Many Americans are now placing their confidence in President-elect Trump to undo the follies of the Obama era, but it is to Congress that we must look for real reform. A president often proposes legislation and uses his “bully pulpit” to encourage its passage, but it is Congress that holds the constitutional keys for genuine reform. It is Congress that passes legislation, Congress that authorizes all spending, and Congress that not only determines who gets to serve on the Supreme Court, but whether the court may even exercise its jurisdiction.

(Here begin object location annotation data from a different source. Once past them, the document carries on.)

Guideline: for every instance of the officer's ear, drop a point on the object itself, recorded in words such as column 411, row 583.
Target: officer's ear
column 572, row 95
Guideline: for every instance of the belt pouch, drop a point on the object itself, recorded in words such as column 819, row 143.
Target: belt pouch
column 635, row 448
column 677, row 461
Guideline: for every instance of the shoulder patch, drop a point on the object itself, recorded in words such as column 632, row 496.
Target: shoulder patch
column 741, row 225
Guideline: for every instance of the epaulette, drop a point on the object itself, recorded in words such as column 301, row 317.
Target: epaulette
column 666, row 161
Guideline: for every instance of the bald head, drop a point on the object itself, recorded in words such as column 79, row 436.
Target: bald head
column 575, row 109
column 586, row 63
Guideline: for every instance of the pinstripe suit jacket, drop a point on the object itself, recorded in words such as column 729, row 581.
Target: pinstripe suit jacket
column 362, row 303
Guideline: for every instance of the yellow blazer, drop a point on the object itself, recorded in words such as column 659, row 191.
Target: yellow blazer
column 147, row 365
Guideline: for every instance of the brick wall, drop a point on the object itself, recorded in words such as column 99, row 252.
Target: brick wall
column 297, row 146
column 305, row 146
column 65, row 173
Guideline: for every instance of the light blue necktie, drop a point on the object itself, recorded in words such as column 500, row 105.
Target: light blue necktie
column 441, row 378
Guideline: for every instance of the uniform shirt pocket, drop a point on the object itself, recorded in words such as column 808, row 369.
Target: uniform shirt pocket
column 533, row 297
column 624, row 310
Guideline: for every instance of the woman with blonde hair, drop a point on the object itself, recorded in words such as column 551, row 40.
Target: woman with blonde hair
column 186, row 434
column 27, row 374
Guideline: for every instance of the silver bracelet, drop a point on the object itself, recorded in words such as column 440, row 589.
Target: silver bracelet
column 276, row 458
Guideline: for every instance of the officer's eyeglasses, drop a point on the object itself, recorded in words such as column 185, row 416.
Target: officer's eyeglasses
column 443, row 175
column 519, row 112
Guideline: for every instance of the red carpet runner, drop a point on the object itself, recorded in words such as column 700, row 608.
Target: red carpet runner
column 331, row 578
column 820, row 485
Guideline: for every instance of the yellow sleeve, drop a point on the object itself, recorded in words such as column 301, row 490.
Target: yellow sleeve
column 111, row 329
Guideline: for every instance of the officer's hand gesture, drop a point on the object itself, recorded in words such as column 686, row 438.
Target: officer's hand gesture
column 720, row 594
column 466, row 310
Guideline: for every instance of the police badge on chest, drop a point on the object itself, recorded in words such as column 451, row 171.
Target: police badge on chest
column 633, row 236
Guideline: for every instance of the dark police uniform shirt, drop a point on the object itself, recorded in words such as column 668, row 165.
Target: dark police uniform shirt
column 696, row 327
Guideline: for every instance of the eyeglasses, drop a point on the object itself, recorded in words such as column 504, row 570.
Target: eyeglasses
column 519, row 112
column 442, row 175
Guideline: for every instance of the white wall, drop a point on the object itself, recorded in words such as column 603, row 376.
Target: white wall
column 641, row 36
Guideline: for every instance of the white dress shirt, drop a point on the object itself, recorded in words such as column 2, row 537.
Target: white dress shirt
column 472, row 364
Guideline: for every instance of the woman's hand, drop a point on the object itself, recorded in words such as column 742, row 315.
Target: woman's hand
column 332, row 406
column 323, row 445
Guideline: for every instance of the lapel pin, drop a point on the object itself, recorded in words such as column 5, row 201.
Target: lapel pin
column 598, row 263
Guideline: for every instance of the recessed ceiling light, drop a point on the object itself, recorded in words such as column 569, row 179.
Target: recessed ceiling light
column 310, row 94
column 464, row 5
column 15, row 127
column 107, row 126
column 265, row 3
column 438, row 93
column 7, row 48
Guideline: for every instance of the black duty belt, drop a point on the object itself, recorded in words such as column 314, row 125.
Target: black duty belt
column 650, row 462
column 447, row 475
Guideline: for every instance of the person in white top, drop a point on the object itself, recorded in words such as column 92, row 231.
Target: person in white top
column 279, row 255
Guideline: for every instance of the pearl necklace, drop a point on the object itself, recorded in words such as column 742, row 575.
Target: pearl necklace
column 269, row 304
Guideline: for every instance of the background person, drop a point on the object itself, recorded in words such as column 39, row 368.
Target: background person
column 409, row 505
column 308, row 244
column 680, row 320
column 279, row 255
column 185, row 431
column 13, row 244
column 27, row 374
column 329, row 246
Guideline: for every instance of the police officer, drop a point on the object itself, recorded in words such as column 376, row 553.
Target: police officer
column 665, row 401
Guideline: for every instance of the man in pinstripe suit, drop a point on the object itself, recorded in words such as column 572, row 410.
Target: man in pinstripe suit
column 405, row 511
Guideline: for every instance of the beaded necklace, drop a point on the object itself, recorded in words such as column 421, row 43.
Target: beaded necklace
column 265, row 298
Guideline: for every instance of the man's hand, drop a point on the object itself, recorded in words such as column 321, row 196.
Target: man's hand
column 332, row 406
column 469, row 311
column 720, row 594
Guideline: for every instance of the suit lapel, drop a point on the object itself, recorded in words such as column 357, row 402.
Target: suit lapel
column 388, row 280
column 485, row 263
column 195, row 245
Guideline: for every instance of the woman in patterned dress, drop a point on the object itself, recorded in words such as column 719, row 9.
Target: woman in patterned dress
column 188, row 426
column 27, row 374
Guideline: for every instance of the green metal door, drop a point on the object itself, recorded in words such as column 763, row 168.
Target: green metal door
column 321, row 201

We are encouraged that President-elect Trump has promised to put American interests before all others, words we have not heard from a president or president-elect for a very long time. Recently, he promised that “my agenda will be based on a simple core principle: putting America First.” But rhetoric aside, Republicans in Congress have yet to demonstrate the spine to stand up to the leftist establishment with any consistency, which is the reason that, no matter how many GOP-majority congresses voters elect, taxes never seem to be cut, illegal immigration never seems to be stemmed, and, in general, American — and particularly ordinary American — interests never seem to become a priority. Will the GOP, under the fiery new leadership of Trump, finally start putting the Constitution and American interests first?

The foregoing constitutes a very modest set of proposals to start a long and perhaps arduous reform process, a process necessary to salvage our great Republic from ruin. But we regard them as very realistic congressional resolutions to ensure a genuinely happy New Year.